Response #1

Is there such a thing as a virgin blog posting?  I feel like this is mine…

For my Social Media class, I am to blog several times over the course of the semester on various topics.  While I’m excited at the prospect of becoming an “expert” blogger by April, I’m equally excited to see how I progress from Response #1 through Response #15 when it’s all said in done. 

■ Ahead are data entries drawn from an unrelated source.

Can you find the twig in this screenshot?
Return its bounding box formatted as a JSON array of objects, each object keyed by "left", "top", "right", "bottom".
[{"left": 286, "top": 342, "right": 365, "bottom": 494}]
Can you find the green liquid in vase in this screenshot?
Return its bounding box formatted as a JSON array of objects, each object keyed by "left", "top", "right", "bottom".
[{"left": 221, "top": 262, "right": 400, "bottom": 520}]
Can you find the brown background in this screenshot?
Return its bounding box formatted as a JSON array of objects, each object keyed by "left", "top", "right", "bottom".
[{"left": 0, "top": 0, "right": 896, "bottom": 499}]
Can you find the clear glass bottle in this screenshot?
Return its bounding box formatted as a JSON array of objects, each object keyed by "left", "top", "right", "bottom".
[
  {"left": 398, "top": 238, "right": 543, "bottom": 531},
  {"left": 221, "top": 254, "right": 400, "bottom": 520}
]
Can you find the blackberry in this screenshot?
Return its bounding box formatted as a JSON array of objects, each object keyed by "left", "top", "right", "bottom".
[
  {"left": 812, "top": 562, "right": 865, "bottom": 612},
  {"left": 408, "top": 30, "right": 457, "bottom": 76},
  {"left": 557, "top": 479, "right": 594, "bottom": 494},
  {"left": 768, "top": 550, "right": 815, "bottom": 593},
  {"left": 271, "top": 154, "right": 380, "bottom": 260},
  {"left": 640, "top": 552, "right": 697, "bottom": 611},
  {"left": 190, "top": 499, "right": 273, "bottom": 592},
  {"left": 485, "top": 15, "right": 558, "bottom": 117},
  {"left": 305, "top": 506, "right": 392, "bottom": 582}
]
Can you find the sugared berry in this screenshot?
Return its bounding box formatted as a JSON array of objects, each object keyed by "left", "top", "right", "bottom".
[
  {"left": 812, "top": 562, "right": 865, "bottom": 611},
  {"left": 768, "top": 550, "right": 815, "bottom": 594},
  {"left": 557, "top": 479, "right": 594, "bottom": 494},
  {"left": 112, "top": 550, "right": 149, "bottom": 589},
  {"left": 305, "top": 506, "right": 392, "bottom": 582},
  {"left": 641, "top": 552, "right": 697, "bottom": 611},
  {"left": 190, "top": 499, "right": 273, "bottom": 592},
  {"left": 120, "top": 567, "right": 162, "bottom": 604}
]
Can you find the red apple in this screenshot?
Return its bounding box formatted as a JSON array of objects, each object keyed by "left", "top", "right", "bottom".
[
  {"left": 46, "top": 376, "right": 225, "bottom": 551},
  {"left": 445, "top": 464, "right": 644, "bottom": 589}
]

For my first posting, I will be commenting on Gillmor’s book, We the MediaThe most interesting aspect of Gillmor’s book is the consequences the collision of journalism and technology are having on many constituencies (journalists, newsmakers, audiences).  Can one imagine where we might be – or wouldn’t be – if Berners-Lee patented his HTML invention in 1991?   We may have no online media, no internet shopping, no web-based email – just to name a few of what seems to be important to us right now.   Thankfully, it was not patented, and we’re able to now have the fun that we have online, including using the bottom-up approach as it relates to the media and company marketing.  However, as Gillmor pointed out, “we are still in a top-down mode [big media] and don’t realize that the conversation is more important than our pronouncements.” 

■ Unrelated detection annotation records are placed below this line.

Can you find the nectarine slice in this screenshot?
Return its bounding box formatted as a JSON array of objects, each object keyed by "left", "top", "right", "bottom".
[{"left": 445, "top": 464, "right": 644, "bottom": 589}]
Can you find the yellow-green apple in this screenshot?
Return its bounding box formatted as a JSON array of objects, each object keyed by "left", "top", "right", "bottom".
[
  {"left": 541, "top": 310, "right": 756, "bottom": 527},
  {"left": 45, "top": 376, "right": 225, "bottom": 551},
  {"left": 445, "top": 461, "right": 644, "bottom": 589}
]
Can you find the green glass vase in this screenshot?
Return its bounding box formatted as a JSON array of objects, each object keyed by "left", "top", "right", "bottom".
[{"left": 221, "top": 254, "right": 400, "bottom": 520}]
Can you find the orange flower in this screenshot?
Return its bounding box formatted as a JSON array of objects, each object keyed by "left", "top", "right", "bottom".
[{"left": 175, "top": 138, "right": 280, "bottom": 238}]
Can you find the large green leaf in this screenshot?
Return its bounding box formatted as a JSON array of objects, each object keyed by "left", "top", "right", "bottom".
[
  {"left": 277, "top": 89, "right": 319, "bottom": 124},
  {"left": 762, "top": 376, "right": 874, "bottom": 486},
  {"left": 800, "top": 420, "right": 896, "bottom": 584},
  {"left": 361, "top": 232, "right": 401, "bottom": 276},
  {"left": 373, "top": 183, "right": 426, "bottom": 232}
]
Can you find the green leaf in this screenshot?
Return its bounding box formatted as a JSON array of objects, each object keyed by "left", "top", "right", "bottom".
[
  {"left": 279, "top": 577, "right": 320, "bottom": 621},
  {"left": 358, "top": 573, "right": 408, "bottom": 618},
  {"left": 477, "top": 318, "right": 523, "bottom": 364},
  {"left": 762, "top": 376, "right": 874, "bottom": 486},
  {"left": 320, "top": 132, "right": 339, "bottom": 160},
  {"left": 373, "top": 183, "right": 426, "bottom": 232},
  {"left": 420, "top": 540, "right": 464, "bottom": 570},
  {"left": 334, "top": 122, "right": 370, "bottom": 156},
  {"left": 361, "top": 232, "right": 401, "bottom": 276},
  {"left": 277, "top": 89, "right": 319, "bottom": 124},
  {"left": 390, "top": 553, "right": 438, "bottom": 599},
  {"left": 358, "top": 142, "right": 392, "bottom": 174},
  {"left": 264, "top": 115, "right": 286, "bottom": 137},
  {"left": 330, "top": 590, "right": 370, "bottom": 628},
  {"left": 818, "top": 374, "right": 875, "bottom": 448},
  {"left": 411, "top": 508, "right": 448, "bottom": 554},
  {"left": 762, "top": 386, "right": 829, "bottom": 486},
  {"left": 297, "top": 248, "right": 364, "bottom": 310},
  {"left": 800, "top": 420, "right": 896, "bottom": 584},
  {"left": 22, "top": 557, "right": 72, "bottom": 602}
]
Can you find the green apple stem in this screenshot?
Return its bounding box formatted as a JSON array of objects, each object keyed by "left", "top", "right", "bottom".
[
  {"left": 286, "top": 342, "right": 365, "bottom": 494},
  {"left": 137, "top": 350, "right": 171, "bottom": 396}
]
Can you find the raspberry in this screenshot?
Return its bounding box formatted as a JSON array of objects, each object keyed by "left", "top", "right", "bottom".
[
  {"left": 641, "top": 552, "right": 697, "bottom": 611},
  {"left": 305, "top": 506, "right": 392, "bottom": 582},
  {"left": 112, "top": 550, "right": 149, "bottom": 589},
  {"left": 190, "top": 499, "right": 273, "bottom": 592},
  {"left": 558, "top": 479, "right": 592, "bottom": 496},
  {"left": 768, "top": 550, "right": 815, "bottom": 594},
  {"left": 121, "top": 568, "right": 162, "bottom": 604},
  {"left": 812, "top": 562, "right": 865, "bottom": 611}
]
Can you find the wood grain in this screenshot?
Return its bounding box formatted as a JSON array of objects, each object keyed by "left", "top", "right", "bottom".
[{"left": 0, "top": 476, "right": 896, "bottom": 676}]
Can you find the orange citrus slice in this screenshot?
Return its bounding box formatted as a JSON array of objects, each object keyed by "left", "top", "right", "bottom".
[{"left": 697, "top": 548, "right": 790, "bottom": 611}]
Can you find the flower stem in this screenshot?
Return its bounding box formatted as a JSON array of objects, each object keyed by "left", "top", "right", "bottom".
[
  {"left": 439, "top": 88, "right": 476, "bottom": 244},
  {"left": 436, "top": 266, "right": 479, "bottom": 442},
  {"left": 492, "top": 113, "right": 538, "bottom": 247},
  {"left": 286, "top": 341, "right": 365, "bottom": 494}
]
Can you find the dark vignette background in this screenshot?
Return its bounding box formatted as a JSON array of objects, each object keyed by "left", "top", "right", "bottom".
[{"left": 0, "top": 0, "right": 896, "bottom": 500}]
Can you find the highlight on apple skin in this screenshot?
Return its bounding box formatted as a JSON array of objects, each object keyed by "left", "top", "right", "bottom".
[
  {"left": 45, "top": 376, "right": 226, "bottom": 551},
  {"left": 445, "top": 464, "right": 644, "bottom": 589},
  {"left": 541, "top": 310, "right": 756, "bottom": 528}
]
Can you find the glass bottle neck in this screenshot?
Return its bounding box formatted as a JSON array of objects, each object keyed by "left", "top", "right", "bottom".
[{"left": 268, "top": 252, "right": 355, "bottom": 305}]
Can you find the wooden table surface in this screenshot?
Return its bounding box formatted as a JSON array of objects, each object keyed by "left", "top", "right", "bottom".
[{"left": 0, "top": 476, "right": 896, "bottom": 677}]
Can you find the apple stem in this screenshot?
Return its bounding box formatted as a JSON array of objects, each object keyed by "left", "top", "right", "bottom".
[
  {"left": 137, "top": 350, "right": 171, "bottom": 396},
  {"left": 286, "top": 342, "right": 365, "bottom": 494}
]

Same goes for Big Business – also referenced by Gillmor.  I agree with his assertion we’re still in a top-down mentality.  In my professional opinion, business/marketers are still trying to “target” us as customers.  #74 in the Cluetrain Manifesto, states we are immune to advertising.  Just forget it.”  And, my simple favorite, “Markets want to talk to companies.”  Media agencies (CNN, MSNBC) are now doing online blogs – so should companies.  I’m not sure why the majority of companies continue to make those pronouncements, rather than sparking conversations to hear from their “target customers.” 

However, as with anything, the execution must be flawless.  In a somewhat-recent example of a futile attempt by a company to start those conversations was Ford Motor Company’s “Bold Moves” campaign.  While the idea itself was brilliant (for 2005), the execution was seriously flawed.  Ford launched a website where customers were able to see inside the company – and their decision-making process.  The idea was contrived to show customers how far the company has come in its turnaround plan, and ultimately, prove that the “American Icon” was on track to be successful again.  The company would give a first-hand look inside the company, and “customers” would comment, but ultimately the idea fell flat when nobody at Ford posted comments back to the customers.  So, the idea of two-way dialogue with the consumer was lost.

But, I believe both media and big business are finally starting to get it, some albeit slowly.  I sit and think about the differences between watching network versus cable news, i.e. CBS Evening News vs. CNN Election Coverage.  While they may be both catering to a different clientele, it appears the networks are shunning new generations with their blue-haired news reporting.  Has Katie Couric ever mentioned the word “blog”, or “text message” in a newscast?   Not to discredit her news-reporting ability, but someone like myself is more inclined to be attracted to CNN’s Wolf Blitzer who reports about iVideo, or CNN blogging, etc. 

It’s a very interesting world in which we live as it relates to technology, media, and its future.  In the words of Gillmor, “your voice matters.  Now, if you have something worth saying, you can be heard.”  Let’s just hope the news media and big business believe this.